Today's Evil Beet Gossip

It’s Baby Time!

Everybody’s having babies!

I really need to hurry up and have a baby. I’m worried that by the time I find a husband and settle down, having babies won’t be cool anymore.

Anyway, Gwen Stefani has finally decided to put an end to her pregnancy, which began, as I recall, during the previous Olympic Games, and is currently at Cedars-Sinai preparing to push out a human.

Congrats!

The Naked Cowboy Is Getting His Own TV Show

Hey, so you know that dude who’s been wandering around Times Square in his underwear, a cowboy hat and a guitar for the past bazillion years?

It finally paid off.

Robert Burck, aka The Naked Cowboy, has inked a reality TV deal.

Burck he will judge the talents of street performers such as himself in an American Idol-style competition.

“I want to see people like me, the real deal,” the Naked Cowboy said in an interview with the New York Post. “I’m looking for character more than anything. You could be the greatest musician in the world, but if you stand in jeans and a T-shirt next to me, no one will notice you.”

The show is set to air on Country Music Television.

You know what I want to see? I want a reality show about those mole people who live under the subways in NYC. I read a book about them when I first moved there, and then spent the rest of my time there staring out the windows of the subway cars hoping for a glimpse of the mole people. Are you listening, Hollywood? I WANT MOLE PEOPLE!

Investigating the Chinese Gymnasts — FINALLY!

The International Olympic Committee (IOC) confirmed today that it has asked the International Gymnastics Federation to investigate the Chinese gymnastics underage fiasco, following new evidence that at least two gymnasts competed under the legal age in the Olympics.

A hacker by the handle of “stryde.hax” (every time I read that I think to myself “Does he use Stridex?”) tracked down some evidence of the real birthdates of He Kexin and Yang Yilin that shows that they are actually 14 years old. Basically, the Chinese government had any traces of their actual birthdates deleted from everywhere — even Google’s cache — but this hacker tracked it down in the document translation cache of Chinese search giant Baidu. Which isn’t really hacking so much as it is, ya know, good old-fashioned American ingenuity. You can check out the documents here and here, but they’re in Chinese so good luck with that.

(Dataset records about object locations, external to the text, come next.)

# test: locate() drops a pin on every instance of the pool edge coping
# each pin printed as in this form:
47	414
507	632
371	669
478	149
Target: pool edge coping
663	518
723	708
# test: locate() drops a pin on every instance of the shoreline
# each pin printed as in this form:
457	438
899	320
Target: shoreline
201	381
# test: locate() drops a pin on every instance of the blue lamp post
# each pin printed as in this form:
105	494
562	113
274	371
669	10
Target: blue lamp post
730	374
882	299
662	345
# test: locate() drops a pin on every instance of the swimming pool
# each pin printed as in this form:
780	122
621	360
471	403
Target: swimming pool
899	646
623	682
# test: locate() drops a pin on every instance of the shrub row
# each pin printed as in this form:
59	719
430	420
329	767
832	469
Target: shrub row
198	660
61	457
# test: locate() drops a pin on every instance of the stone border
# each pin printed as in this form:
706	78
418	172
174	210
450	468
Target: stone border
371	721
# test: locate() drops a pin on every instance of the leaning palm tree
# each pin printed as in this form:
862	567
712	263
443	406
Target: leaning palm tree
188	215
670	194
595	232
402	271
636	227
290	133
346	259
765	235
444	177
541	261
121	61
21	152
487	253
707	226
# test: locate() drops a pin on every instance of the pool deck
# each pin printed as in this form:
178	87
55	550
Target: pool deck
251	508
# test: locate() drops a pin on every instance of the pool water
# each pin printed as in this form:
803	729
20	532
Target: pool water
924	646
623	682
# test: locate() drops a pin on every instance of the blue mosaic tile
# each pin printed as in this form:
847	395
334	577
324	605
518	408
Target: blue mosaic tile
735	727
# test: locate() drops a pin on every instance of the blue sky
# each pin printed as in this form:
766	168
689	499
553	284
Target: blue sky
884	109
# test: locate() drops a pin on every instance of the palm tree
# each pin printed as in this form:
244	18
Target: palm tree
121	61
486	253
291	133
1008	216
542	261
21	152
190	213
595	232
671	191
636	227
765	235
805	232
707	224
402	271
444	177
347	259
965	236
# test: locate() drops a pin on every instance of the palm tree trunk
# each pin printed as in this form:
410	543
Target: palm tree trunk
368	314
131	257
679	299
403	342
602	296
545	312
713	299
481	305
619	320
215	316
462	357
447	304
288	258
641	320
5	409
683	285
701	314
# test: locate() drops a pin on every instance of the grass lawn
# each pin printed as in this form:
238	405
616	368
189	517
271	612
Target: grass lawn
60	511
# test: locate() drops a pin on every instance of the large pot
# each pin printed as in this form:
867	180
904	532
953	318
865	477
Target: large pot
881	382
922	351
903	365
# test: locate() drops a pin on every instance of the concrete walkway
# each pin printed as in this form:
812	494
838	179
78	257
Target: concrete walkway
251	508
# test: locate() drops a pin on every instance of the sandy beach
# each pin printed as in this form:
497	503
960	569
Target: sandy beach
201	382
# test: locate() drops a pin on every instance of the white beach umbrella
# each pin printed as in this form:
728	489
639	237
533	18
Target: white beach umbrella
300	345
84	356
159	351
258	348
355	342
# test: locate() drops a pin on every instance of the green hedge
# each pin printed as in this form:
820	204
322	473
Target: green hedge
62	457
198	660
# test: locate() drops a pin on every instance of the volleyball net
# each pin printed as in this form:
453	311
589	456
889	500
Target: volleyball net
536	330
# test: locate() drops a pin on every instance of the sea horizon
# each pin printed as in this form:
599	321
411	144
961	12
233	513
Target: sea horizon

You can also check out stryde.hax’s blog on the issue here. (Thanks Emily for those links!)

Emmanuelle Moreau, IOC’s Media Relations Manager in Beijing, said in an email that, “the IOC has therefore asked the International Gymnastics Federation to endeavour to find out more. We understand they are doing so immediately.”

I know a lot of you feel like I — and maybe Americans in general — have been making too much of a fuss about this, but I disagree. This isn’t about getting a gold medal for America, at least not in my mind. If the Olympics are going to be worth anything at all, people have to play by the rules. This includes China. Hopefully there will be repercussions here.

Blind Item!

Which two perky Olympian teammates are really bitter rivals? One spiked the other’s protein shake with laxatives before a big competition, but her plan backfired when her nemesis not only powered through the competition but beat her so-called friend anyway.

I think we all know who this refers to … but could it be true???